February 21, 2010 by admin · Leave a Comment
Filed under: Uncategorized 

The Pew Internet & American Life Project and the Internet Center at Elon University teamed up to survey 895 experts about the future of the Internet and its affect on human intelligence.

Janna-Anderson.jpg “Three out of four experts said our use of the Internet enhances and augments human intelligence, and two-thirds said use of the Internet has improved reading, writing and rendering of knowledge,” said Janna Anderson, study co-author and director of the Imagining the Internet Center.

“There are still many people, however, who are critics of the impact of Google, Wikipedia and other online tools.”

Two-thirds of those surveyed said reading and writing skills and the rendering of knowledge will be improved by 2020 due to the influence of the Internet.

Eighty percent of the experts agreed that “hot gadgets and applications that will capture the imagination of users in 2020 will often come ‘out of the blue.”‘

The experts were fairly divided on whether anonymous online activity will exist in 2020, with nearly 40 percent predicting that anonymous Internet users will have their access sharply decreased.

“The privacy and civil liberties battles over the next decade will increasingly focus on the growing demands for identity credentials,” said Marc Rotenberg, executive director of the Electronic Privacy Information Center.
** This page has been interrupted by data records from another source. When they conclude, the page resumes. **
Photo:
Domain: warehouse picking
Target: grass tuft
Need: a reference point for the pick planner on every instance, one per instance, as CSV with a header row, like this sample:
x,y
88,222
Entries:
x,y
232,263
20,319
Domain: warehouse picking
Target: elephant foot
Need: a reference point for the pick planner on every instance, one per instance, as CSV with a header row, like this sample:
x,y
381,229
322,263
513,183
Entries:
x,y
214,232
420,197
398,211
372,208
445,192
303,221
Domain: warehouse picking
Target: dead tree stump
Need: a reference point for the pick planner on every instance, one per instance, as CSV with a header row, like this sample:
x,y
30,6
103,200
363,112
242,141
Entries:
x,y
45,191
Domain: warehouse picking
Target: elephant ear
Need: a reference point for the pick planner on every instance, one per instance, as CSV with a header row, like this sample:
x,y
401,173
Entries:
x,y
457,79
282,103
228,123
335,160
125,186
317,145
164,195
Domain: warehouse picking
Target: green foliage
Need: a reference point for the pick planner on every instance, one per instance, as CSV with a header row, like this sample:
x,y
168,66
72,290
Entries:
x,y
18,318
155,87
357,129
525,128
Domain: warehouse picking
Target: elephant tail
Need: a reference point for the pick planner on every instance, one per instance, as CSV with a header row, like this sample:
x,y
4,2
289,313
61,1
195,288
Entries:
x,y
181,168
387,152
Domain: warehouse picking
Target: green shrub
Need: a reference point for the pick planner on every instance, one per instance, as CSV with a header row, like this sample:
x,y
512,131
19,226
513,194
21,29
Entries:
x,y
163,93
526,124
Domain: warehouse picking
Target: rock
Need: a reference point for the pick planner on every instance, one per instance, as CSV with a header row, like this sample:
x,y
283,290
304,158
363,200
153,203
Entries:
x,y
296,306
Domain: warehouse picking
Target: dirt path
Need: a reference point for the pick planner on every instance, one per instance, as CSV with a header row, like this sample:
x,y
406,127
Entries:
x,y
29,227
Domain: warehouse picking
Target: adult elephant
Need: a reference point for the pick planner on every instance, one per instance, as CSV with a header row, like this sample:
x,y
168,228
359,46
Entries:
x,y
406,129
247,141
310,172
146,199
“New systems for authentication will bring new problems, as more identity information will create new opportunities for criminals.”

On the issue of an open Internet in the future, nearly two-thirds said the Internet will remain as its founder envisioned.

More than a third chose to agree with the statement “the Internet will mostly become a technology where intermediary institutions that control the architecture and content will be successful in gaining the right to manage information and the method by which people access it.”